Banken auf dem Weg ins Web 2.0
Direktbanken gibt es schon länger als das Internet in seiner heutigen Form. In den 60iger Jahren kommunizierte man mit der Bank per Brief, später wurde das Telefon-Banking eingeführt. Wollte man seinen Kontostand wissen oder eine Überweisung ausführen lassen, rief man die Bank an und eine freundliche Stimmt half weiter. Das waren noch Zeit wo keine Computerstimme sagte: „Drücken Sie die 1 für…“.

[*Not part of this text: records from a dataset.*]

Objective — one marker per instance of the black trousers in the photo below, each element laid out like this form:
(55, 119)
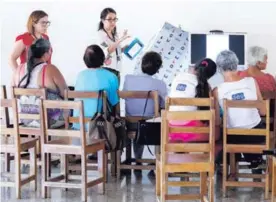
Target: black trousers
(248, 139)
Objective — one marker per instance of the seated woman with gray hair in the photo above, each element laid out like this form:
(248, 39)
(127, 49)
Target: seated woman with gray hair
(237, 88)
(257, 61)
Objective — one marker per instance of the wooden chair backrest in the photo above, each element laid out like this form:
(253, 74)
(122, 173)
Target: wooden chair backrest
(64, 105)
(37, 92)
(202, 115)
(141, 95)
(243, 131)
(199, 102)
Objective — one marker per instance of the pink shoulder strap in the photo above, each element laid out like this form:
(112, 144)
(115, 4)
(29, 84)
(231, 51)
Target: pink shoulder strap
(43, 75)
(21, 72)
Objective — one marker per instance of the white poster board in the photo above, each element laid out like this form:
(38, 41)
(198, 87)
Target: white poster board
(172, 43)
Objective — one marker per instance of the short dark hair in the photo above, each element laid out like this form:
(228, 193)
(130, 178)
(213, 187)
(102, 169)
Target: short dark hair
(94, 56)
(151, 63)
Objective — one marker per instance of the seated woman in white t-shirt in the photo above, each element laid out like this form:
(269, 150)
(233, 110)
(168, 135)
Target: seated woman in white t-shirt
(238, 88)
(192, 84)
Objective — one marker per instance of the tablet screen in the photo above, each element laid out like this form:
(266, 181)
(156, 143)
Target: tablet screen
(134, 49)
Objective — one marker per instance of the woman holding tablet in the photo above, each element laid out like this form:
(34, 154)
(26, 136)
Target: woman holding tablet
(109, 40)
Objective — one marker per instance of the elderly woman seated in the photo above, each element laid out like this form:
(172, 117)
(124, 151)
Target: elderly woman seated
(237, 88)
(257, 61)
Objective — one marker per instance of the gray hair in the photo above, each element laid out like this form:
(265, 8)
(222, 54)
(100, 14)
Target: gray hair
(256, 54)
(227, 61)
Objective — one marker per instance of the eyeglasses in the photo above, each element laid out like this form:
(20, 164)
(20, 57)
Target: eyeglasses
(112, 20)
(45, 23)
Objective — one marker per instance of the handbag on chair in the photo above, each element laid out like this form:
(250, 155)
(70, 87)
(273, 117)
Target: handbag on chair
(148, 133)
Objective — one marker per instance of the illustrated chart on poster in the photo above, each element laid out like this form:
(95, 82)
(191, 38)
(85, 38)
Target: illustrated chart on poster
(172, 44)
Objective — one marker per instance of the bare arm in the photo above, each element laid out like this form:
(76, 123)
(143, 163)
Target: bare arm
(16, 52)
(261, 109)
(57, 78)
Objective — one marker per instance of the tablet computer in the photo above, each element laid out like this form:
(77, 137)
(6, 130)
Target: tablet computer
(133, 49)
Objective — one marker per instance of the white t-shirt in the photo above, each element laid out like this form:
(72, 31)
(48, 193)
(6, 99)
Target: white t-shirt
(113, 60)
(184, 86)
(244, 89)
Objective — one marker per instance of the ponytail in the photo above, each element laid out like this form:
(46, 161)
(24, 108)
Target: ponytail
(35, 52)
(202, 89)
(205, 69)
(30, 67)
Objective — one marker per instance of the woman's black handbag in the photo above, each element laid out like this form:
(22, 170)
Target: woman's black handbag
(148, 133)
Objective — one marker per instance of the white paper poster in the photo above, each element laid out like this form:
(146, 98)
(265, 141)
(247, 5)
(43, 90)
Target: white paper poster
(172, 44)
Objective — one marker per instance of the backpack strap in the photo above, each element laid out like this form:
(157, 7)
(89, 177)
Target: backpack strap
(21, 70)
(43, 75)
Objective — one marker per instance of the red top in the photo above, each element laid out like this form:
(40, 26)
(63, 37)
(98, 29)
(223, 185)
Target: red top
(266, 82)
(28, 40)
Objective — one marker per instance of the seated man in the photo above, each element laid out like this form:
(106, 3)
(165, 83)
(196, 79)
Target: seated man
(95, 78)
(238, 88)
(151, 63)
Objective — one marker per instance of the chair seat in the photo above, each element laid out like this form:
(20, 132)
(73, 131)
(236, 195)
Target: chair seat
(183, 162)
(178, 158)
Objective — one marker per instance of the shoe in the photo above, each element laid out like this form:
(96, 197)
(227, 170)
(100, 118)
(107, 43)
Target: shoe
(138, 170)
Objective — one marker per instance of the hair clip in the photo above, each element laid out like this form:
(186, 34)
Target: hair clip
(205, 63)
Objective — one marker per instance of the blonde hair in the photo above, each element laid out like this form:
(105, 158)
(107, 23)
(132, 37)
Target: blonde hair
(34, 18)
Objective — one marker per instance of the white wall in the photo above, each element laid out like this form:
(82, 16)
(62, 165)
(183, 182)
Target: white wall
(74, 26)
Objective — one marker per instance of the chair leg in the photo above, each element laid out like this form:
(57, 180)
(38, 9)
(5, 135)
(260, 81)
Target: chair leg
(113, 163)
(7, 162)
(83, 177)
(33, 165)
(211, 186)
(233, 165)
(118, 162)
(17, 162)
(157, 184)
(224, 174)
(44, 174)
(101, 169)
(49, 163)
(203, 185)
(64, 167)
(273, 183)
(267, 175)
(164, 185)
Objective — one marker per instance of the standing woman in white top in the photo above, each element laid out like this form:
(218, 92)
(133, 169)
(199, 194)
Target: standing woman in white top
(109, 40)
(238, 88)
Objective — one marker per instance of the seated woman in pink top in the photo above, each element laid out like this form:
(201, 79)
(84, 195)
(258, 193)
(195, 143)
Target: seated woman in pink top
(257, 61)
(192, 84)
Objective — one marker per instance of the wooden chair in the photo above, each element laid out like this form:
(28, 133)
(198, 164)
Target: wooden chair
(243, 148)
(127, 163)
(29, 131)
(61, 147)
(71, 95)
(187, 157)
(5, 121)
(198, 102)
(16, 146)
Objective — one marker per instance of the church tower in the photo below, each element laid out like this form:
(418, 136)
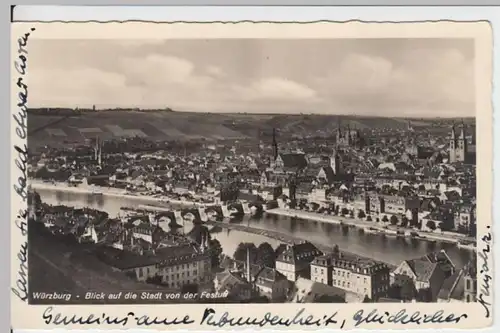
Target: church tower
(461, 148)
(275, 145)
(339, 138)
(453, 145)
(348, 136)
(336, 162)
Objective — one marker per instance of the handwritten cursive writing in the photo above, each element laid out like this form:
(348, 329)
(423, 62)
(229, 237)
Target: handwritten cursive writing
(485, 284)
(300, 318)
(376, 317)
(21, 160)
(56, 318)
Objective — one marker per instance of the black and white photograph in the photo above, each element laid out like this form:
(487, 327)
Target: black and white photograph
(252, 170)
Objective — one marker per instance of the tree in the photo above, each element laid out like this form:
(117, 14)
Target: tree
(431, 225)
(336, 250)
(241, 252)
(215, 252)
(424, 295)
(266, 256)
(408, 291)
(394, 291)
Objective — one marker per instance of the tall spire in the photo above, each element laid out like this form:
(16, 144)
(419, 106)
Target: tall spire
(462, 131)
(275, 145)
(453, 134)
(249, 277)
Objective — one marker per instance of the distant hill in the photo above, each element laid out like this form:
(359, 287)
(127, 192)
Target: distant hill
(71, 127)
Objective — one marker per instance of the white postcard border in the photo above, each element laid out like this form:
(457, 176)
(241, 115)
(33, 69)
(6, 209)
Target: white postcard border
(483, 122)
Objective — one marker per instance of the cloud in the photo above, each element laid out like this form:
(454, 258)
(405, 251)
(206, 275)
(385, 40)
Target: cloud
(276, 89)
(413, 78)
(215, 71)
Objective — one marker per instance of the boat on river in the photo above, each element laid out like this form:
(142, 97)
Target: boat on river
(466, 244)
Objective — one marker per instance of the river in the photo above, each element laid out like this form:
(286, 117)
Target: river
(390, 250)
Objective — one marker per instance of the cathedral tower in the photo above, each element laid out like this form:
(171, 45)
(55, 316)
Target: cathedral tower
(453, 145)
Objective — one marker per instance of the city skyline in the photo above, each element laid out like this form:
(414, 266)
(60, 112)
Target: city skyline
(416, 78)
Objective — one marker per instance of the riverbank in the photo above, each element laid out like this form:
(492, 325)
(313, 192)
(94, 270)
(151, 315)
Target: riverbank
(110, 191)
(284, 238)
(163, 201)
(386, 229)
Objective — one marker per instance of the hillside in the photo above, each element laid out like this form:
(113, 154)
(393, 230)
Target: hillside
(158, 125)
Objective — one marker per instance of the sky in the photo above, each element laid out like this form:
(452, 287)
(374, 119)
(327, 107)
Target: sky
(373, 77)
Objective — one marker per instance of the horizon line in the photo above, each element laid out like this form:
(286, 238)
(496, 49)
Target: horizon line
(168, 110)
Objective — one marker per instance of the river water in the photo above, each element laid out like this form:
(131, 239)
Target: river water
(390, 250)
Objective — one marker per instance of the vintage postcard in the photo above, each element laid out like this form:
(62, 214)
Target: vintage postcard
(252, 175)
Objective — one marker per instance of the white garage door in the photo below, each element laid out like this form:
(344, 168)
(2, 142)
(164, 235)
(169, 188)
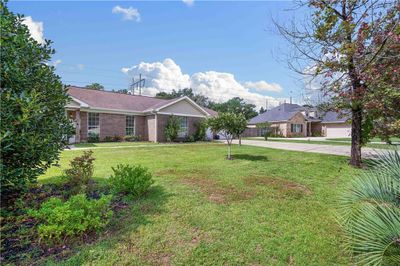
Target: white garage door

Ein Vorläufer des heutigen Online-Bankings war das BTX-Verfahren. BTX lief zwar auch über einen Computer und eine Telefonleitung, aber machte lange nicht so viel Spaß wie wenn man sich heute in das Bankmenü einer Online-Bank einloggt. Die Ausgabe auf dem Monitor ähnelte eher dem Videotext.
Ende der 90er Jahre wurde das Banking mit Tastatur und Maus so richtig beliebt. Vermutlich trugen auch die diversen Depots der Direktbanken zum Erfolg bei. Im Jahr 1999 hatte man manchmal das Gefühl jeder sei irgendwie in Aktien investiert. Damals erledigte der Großteil der Bevölkerung die Transaktionen allerdings noch bei einer Filialbank.
Heutzutage ist es selbstverständlich Geldangelegenheiten über das Internet zu machen. Besonders beliebt ist das kostenlose Girokonto bei den Deutschen. Gebühren zahlen – Nein danke passt ja auch zur Geiz-ist-Geil-Mentalität.